2 thoughts on “The right to strike, the need for a less nuclear option

  1. Peter Goble says:

    I do like this sort of thing, getting a debate going.. As Chris says, some of his suggestions could need refinement, but the ideas put forward make sense. It’s important to acknowledge the real risk that strike action that inconveniences the public will provoke a backlash against organised labour and the Party. Especially when the strikers’ case for action isn’t always given fair exposure by the mainstream media.

    Transport workers are in my opinion hugely undervalued by the travelling public, although individuals such as bus drivers usually get the respect they deserve in my experience. Most other transport employees don’t have time to strike up meaningful relationships with the travelling public, but are the only visible face of the organisation so attract any ill-will towards the company when they don’t deserve it. The stresses and complexities of running the railways safely and as efficiently as possible are surely grossly underestimated by most of us.

    We ought to be thinking more seriously about how to restore the real social value of public service workers in the eyes of the public. I spend a lot of time in France, and pubic service workers here are much better respected and valued in France than in UK. I’ve come to believe that repubicanism is probably the best solution to this quandary. Monarchy distorts the concept of respect with its class hierarchy. and its perversion of honour through the award of titles etc.

    Perhaps the end of Elizabeth’s reign will provide an opportunity for change. I do hope so.

    • chris fielding says:

      Thanks for the positive feedback on the article, I do admit this was written as more of a debate piece, and that the alternative suggestions are slightly weak, and maybe idealistic, but I think the debate is worth having. I agree with the majority of your points.

      One of the best ways to ensure that a public backlash does not occur, is I think to let the public know, through any means that are needed, that all negotiation options have been exhausted. This would probably have to be done outside of a reliance on the media, and news reporting. Maybe taking out adverts to convey the union side of the story, to combat the adverts that train companies take out to tell their side of the story. As is the same with most disputes and elections, it nearly always comes down to PR.

      It is worth remembering that in the UK, train companies do not actually own the tracks that they run on. The train company is a private entity that just rents the tracks from the government, and then runs their service on that, they are not responsible for the maintenance of the railway. That is Network Rail. The only real time that Network Rail is reported in the news is when there seems to be delays or investigations into delays.
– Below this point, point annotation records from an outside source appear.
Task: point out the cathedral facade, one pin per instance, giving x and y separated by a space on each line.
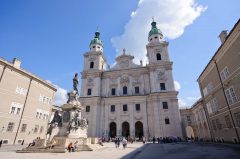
128 99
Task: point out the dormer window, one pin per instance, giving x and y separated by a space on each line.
159 56
91 64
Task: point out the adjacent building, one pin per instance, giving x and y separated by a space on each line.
130 99
220 88
25 104
194 122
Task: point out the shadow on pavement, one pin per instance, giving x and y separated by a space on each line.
135 153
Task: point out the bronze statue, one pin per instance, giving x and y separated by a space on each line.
75 83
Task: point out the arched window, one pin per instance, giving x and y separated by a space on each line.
167 121
125 90
91 64
159 56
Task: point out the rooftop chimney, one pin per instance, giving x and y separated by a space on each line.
223 36
16 63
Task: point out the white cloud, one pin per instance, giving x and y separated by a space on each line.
177 85
172 17
60 97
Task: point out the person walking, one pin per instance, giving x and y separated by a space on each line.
144 140
154 139
116 142
1 143
22 142
70 147
124 142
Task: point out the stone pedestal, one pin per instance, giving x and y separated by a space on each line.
67 127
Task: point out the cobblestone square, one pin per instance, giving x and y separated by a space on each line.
138 151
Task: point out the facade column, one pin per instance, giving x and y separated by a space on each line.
118 108
106 130
132 126
145 124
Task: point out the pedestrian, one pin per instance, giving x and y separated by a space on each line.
124 142
22 142
75 149
1 143
116 143
144 140
154 139
70 147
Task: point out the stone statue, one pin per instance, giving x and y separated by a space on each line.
57 119
75 83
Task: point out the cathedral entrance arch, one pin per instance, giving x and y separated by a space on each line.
125 129
112 129
138 130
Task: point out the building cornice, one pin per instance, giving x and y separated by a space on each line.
26 73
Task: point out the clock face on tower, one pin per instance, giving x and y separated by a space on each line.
159 50
124 64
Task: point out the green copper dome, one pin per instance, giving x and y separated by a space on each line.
154 29
96 39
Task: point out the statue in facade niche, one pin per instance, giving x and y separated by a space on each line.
75 83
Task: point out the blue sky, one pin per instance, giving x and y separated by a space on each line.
51 36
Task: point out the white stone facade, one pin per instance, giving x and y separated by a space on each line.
128 99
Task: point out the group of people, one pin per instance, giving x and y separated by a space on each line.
117 142
164 139
72 147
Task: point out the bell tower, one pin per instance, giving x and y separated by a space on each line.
159 65
94 65
157 47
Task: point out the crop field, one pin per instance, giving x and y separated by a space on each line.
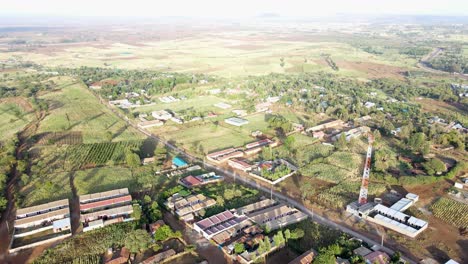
74 108
207 138
12 119
228 54
103 179
98 154
345 160
46 188
327 172
199 103
343 193
451 211
60 138
338 167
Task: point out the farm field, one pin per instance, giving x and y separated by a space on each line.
451 211
230 54
12 119
103 179
208 137
74 108
54 186
98 154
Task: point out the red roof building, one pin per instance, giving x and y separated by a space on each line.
109 202
190 181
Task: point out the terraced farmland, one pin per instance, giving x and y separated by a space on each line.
451 211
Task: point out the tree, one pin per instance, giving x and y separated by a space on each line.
154 213
137 241
239 248
396 257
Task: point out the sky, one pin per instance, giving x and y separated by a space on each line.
230 9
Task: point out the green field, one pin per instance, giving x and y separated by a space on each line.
198 103
207 138
74 108
13 118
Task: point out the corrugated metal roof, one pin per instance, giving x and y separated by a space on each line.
112 201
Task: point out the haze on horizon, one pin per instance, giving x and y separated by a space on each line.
230 9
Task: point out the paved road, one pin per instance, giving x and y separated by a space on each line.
254 184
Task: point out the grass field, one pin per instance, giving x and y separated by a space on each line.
208 138
234 53
74 108
103 179
13 118
46 188
199 103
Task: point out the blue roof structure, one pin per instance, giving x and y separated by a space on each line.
179 162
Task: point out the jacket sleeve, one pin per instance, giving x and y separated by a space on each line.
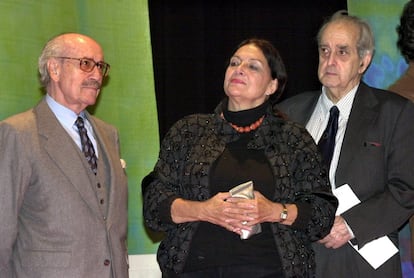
15 171
311 188
161 187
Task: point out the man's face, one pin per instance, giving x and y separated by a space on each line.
73 87
340 67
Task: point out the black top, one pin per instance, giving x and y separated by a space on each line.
213 245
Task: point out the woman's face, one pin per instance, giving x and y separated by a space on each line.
248 81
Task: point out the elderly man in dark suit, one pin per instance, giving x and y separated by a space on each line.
373 151
63 191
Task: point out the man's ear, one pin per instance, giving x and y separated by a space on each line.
53 68
365 61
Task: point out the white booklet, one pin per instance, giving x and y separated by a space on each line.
375 252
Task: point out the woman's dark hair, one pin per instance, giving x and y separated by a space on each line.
405 31
276 65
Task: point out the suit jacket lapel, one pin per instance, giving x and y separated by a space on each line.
108 150
363 112
69 159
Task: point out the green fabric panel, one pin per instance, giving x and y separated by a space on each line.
128 99
383 16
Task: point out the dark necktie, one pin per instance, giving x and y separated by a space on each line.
87 146
327 142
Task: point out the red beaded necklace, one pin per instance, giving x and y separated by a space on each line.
245 129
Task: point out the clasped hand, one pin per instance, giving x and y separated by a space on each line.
338 236
235 214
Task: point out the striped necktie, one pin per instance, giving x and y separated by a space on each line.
327 142
87 146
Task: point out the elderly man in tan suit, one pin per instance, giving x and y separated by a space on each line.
63 198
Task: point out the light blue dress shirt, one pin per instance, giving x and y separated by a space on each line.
67 119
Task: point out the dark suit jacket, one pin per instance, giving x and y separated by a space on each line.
376 160
51 221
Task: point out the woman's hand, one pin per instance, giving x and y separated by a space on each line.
221 209
261 209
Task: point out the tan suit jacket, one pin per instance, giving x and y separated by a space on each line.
51 221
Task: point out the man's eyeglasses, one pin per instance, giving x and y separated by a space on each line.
87 65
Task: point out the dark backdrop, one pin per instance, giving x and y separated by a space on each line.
192 41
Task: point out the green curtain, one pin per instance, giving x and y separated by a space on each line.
128 99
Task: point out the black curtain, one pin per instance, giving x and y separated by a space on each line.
193 40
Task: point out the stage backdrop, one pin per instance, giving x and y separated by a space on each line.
388 65
128 99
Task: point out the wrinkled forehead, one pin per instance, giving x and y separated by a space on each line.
79 46
341 32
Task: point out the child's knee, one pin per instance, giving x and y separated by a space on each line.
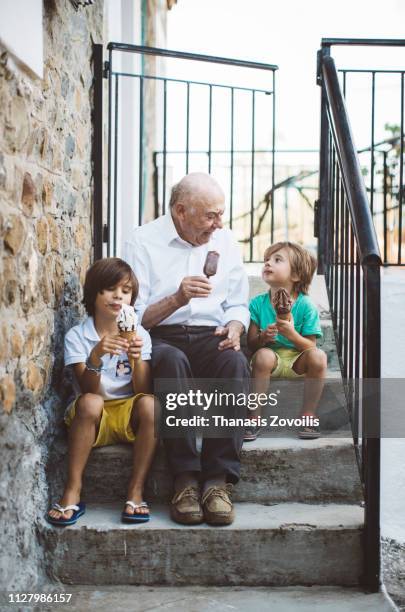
264 359
89 406
146 409
318 359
It would be good if the public were made aware of the day to day activities that mean that they can get to work by 9am everyday.

      The same could be said for restoring the social value of public service workers, the vast majority of whom, it seems to me, do their jobs away from public eye. Public workers only seem to be given attention when there is a problem or an emergency, and so maybe increasing the visibility of the day to day work of the public sector will mean that there is more percieved respect and social value in public work?